# Which fountain kit?



## ryvnd2001 (May 11, 2011)

I've only made a few fountain pens, but want to start making more. Anyone have any opinions on the best quality kits out there? I have purchased rollerballs from LAU LAU WOODS and have had great experiences. Anyone ever turn their "HAVANA" fountain? I like that it is somewhat compact and a little on the thicker side. Your comments and suggestions would be much appreciated. Have a good one!

Ryan


----------



## OKLAHOMAN (May 11, 2011)

The Havana from AAron is a great little/Big pen, I only wish he would import them with out the pimp crystal on the clip. He also has the Retro and in platings you can't get else where. Also the havana has a tendon at the center band that some have problems cutting...


----------



## ryvnd2001 (May 11, 2011)

Is the "El Toro" the same pen without the crystal on the clip? What is the "tendon" that you are referring to?


----------



## penmanship (May 11, 2011)

Great little pen's (IMHO)  I have made quite a few of these.  I first purchased them when CSUSA still had them (their Little Havana)  LV & AS sell them as El Toro.  

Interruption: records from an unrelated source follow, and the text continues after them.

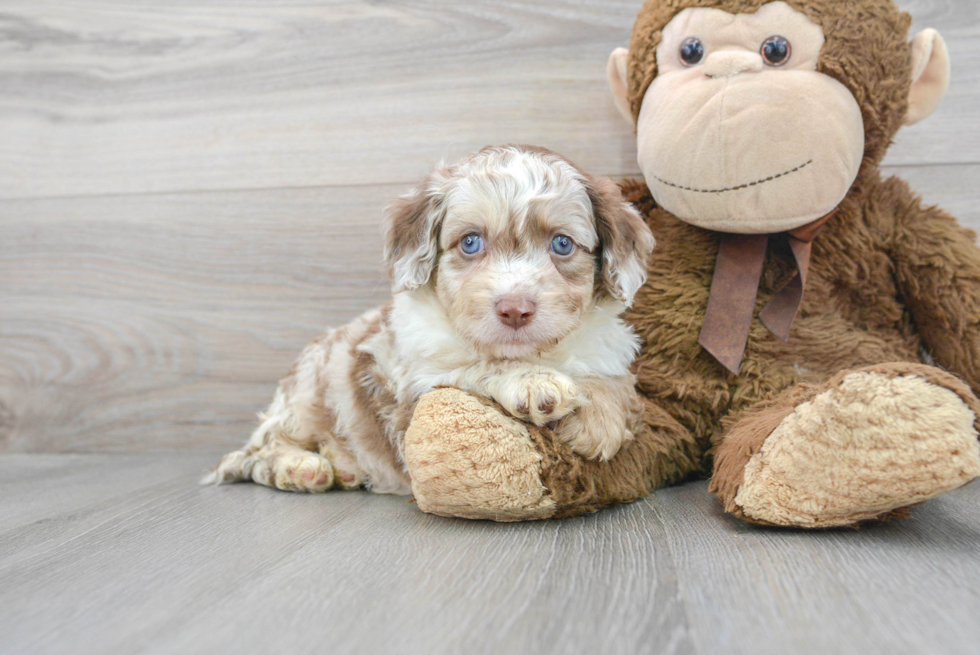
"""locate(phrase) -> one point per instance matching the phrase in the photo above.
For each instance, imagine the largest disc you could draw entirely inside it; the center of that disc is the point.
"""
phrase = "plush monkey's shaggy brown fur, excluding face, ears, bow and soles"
(889, 281)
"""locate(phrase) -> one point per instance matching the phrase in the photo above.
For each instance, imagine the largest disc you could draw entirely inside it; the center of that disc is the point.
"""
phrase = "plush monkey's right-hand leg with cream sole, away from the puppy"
(867, 445)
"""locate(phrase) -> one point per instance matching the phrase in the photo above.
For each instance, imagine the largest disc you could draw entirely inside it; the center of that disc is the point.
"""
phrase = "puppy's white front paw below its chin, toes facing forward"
(541, 397)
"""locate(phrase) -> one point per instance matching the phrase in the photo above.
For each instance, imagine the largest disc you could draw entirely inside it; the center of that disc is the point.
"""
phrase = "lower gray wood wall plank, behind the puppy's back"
(131, 323)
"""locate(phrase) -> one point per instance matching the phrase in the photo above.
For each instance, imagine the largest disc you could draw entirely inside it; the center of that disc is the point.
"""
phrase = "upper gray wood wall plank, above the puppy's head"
(99, 97)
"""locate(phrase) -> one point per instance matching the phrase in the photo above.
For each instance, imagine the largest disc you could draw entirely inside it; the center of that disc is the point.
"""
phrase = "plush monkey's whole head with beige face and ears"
(758, 117)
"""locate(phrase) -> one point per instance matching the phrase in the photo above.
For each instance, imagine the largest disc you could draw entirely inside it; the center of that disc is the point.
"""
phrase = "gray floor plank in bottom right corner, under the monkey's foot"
(905, 587)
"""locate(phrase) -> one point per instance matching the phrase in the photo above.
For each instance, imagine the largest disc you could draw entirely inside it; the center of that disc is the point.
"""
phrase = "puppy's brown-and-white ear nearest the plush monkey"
(624, 238)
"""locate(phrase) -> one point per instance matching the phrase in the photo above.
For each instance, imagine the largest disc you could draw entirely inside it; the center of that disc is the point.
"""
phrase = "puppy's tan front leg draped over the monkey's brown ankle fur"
(608, 419)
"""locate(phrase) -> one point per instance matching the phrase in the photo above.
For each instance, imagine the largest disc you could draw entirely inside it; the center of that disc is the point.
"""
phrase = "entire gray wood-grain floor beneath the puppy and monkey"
(124, 554)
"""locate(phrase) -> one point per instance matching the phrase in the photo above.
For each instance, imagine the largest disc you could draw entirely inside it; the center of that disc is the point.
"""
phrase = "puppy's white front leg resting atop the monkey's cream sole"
(533, 393)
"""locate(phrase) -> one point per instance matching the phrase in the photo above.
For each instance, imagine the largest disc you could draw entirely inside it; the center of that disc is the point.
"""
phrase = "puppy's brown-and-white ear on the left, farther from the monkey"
(411, 231)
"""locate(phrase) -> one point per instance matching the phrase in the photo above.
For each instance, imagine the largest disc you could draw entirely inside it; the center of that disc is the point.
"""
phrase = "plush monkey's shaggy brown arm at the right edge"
(937, 267)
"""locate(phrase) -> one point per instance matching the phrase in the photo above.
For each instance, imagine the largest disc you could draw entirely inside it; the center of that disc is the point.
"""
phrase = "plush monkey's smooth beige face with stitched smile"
(739, 132)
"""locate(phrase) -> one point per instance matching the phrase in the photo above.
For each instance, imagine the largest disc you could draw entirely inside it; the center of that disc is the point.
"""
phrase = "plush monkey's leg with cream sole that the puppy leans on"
(468, 459)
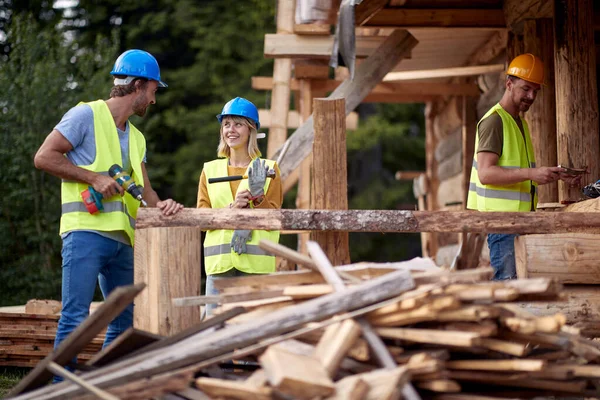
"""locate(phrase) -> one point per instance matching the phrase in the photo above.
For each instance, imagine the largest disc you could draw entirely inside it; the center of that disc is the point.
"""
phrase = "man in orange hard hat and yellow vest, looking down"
(504, 176)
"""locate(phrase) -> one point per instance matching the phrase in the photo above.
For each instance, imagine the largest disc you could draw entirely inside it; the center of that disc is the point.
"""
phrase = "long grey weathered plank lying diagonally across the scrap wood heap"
(235, 337)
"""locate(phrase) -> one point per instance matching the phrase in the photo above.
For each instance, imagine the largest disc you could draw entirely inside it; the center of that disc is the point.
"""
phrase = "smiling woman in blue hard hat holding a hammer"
(230, 253)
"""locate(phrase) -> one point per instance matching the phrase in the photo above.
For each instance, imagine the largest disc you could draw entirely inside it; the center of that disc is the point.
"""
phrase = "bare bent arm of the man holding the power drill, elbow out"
(50, 158)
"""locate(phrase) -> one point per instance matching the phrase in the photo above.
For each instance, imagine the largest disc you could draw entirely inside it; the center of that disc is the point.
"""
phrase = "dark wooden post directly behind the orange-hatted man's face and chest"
(541, 117)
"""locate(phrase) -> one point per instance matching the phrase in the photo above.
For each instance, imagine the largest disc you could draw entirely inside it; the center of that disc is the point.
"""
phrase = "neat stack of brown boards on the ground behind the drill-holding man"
(26, 339)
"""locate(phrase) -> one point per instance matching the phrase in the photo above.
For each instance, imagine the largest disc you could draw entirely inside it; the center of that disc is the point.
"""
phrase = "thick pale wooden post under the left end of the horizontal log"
(168, 261)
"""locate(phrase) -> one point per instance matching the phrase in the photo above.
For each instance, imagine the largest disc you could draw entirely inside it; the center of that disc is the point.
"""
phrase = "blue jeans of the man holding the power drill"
(87, 258)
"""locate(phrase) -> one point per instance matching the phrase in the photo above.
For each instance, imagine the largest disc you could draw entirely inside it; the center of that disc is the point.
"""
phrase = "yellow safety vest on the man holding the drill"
(119, 212)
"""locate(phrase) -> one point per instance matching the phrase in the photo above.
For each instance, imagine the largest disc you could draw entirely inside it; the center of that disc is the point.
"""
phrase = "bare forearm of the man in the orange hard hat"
(491, 174)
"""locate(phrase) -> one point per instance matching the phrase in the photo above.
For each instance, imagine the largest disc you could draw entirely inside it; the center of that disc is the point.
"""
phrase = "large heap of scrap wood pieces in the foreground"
(379, 332)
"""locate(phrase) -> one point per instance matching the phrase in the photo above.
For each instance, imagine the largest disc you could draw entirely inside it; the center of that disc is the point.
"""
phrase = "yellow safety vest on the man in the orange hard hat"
(517, 152)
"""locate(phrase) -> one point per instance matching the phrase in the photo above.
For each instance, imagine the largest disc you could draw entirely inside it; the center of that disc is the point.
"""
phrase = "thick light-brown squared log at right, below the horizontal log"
(568, 257)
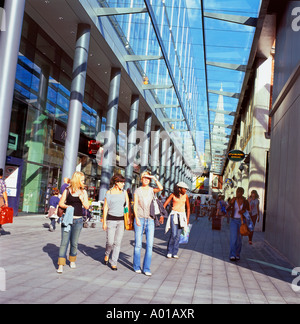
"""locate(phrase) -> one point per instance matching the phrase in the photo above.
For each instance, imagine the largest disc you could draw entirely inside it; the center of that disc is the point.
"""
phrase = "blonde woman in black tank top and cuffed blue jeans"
(72, 199)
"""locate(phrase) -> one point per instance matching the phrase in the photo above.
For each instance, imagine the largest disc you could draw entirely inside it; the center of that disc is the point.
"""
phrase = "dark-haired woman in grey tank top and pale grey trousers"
(113, 219)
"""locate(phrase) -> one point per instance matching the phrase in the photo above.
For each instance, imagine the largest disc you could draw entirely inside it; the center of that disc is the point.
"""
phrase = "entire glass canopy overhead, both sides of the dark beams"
(195, 74)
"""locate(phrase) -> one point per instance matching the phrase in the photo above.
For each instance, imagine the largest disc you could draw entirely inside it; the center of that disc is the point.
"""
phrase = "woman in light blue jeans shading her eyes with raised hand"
(143, 197)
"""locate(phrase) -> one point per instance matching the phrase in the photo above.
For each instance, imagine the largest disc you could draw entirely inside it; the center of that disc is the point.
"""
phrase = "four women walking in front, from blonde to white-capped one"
(116, 200)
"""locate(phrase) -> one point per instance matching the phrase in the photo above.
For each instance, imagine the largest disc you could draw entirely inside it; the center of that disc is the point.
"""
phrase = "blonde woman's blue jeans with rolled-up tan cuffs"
(71, 238)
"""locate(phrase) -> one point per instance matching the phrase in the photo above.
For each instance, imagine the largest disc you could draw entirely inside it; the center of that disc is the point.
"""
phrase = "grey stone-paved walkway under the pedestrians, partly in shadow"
(203, 274)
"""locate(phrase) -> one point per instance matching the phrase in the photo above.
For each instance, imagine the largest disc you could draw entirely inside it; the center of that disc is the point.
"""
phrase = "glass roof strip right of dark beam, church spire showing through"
(229, 28)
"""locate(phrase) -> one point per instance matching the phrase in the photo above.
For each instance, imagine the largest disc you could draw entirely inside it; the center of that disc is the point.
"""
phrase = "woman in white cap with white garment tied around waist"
(178, 219)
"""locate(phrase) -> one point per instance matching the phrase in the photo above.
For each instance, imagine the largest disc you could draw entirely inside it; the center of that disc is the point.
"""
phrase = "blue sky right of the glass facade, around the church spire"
(226, 42)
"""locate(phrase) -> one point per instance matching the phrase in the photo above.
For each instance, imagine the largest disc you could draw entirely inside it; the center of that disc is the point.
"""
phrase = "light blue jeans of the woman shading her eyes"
(147, 225)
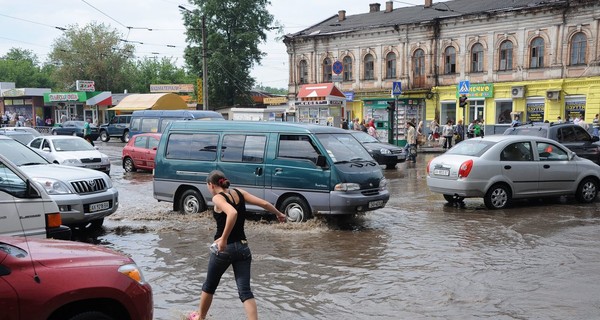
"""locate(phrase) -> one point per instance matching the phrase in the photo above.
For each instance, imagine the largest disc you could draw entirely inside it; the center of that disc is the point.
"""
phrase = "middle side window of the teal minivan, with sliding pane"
(243, 148)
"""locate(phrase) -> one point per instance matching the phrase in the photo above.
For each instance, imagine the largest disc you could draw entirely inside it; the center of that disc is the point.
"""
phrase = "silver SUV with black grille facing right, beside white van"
(83, 196)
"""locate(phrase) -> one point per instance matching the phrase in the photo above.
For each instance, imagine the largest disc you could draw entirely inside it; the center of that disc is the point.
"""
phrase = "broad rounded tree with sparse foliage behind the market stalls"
(93, 52)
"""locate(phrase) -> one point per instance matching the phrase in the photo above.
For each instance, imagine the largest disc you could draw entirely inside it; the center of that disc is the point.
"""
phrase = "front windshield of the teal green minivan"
(343, 147)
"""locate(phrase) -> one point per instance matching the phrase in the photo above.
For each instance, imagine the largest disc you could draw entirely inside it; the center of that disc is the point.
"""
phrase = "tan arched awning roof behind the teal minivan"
(154, 101)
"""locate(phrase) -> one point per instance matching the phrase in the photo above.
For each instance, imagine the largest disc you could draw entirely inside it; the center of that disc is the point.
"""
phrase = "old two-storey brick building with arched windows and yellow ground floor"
(537, 59)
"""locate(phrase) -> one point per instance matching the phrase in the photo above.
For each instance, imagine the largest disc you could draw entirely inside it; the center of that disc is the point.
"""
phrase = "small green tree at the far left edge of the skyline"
(23, 68)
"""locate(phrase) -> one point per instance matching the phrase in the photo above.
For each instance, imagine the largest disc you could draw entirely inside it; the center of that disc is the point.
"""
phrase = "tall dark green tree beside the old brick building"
(234, 29)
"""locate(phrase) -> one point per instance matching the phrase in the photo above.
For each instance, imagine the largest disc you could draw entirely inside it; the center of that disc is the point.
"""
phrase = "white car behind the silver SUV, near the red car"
(70, 151)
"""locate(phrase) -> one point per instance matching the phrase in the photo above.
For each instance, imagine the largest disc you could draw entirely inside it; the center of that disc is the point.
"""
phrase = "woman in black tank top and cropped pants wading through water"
(230, 243)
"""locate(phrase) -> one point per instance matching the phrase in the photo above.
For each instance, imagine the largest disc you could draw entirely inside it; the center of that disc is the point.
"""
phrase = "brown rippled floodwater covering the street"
(417, 258)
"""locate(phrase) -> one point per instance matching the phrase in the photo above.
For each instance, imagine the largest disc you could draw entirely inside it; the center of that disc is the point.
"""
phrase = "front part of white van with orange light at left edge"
(25, 208)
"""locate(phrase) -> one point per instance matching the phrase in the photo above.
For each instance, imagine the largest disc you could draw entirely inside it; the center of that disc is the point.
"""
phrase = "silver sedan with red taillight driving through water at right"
(500, 168)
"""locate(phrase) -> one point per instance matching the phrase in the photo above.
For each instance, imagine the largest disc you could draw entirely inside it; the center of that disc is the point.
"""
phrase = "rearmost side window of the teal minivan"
(192, 146)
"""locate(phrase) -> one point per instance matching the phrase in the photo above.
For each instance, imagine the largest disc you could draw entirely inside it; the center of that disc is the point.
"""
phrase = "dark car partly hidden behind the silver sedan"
(572, 136)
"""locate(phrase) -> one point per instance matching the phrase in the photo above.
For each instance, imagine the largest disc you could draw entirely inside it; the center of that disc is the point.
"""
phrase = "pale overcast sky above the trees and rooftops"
(30, 24)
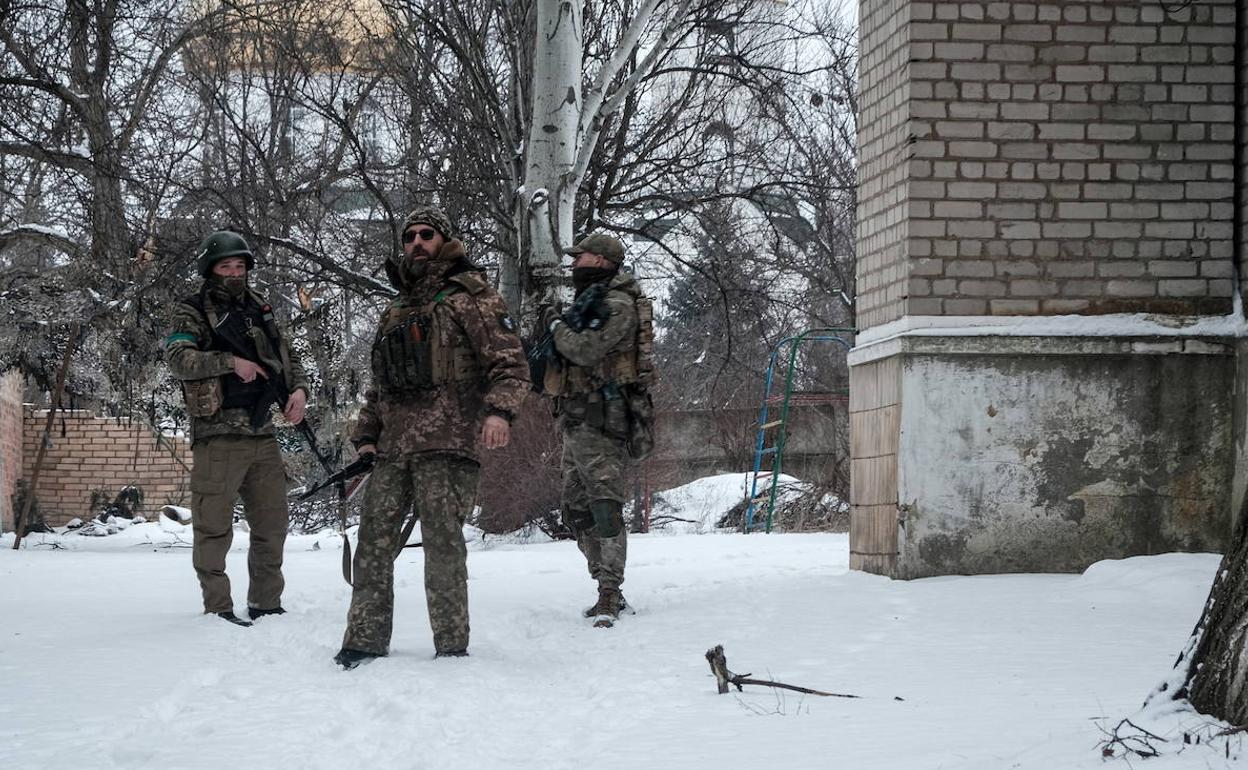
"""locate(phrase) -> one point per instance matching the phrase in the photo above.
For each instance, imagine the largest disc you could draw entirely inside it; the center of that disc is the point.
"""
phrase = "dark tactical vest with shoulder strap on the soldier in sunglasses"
(411, 355)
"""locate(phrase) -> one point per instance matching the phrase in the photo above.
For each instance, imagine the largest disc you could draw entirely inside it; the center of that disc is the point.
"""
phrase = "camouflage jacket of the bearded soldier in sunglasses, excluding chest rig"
(467, 315)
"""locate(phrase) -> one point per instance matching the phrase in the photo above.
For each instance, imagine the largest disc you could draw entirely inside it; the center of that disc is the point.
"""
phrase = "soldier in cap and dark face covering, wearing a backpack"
(600, 400)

This is one of my favorite's.  I like that you can post the cap & it is small enough to carry in a pant pocket.  The tenon isn't too troublesome.  As long as your parting tool is sharp.......I haven't lost one cutting a tenon yet!

Go for it!
Tim


----------



## dow (May 12, 2011)

Just out of curiosity, does anybody make a converter that will work in the Havana?


----------



## DurocShark (May 13, 2011)

I like the Navigator FPs. You can get them (under other names) in premium platings. The Electra is a good seller too, but be sure to get it in rhodium/platinum or titanium nitride, or the plating wears off the clip too fast.

I love the El Grande based pens like the El Grande Elite and Cambridge. They feel lighter in the hand than the Navigator or Jr pens, but are larger and easier to grip. 

Finally, get in on the triple start tap and die set and make your own!


----------



## jskeen (May 14, 2011)

dow said:


> Just out of curiosity, does anybody make a converter that will work in the Havana?



Lou used to sell a vacuum converter (pinch the side in instead of turn the tail) that was the same length as a standard cartridge, so I'm sure it would work.  Honestly don't know where to get them now, but I'm sure somebody does.


----------



## jskeen (May 14, 2011)

dow said:


> Just out of curiosity, does anybody make a converter that will work in the Havana?



Lou used to sell a vacuum converter (pinch the side in instead of turn the tail) that was the same length as a standard cartridge, so I'm sure it would work.  Honestly don't know where to get them now, but I'm sure somebody does.  

For the OP's question, I think that Aaron's retro's and CSusa's full size Gents are two of the best fp kits going.  Been wanting to try the triton's from EB, but haven't gotten a round tuit yet.


----------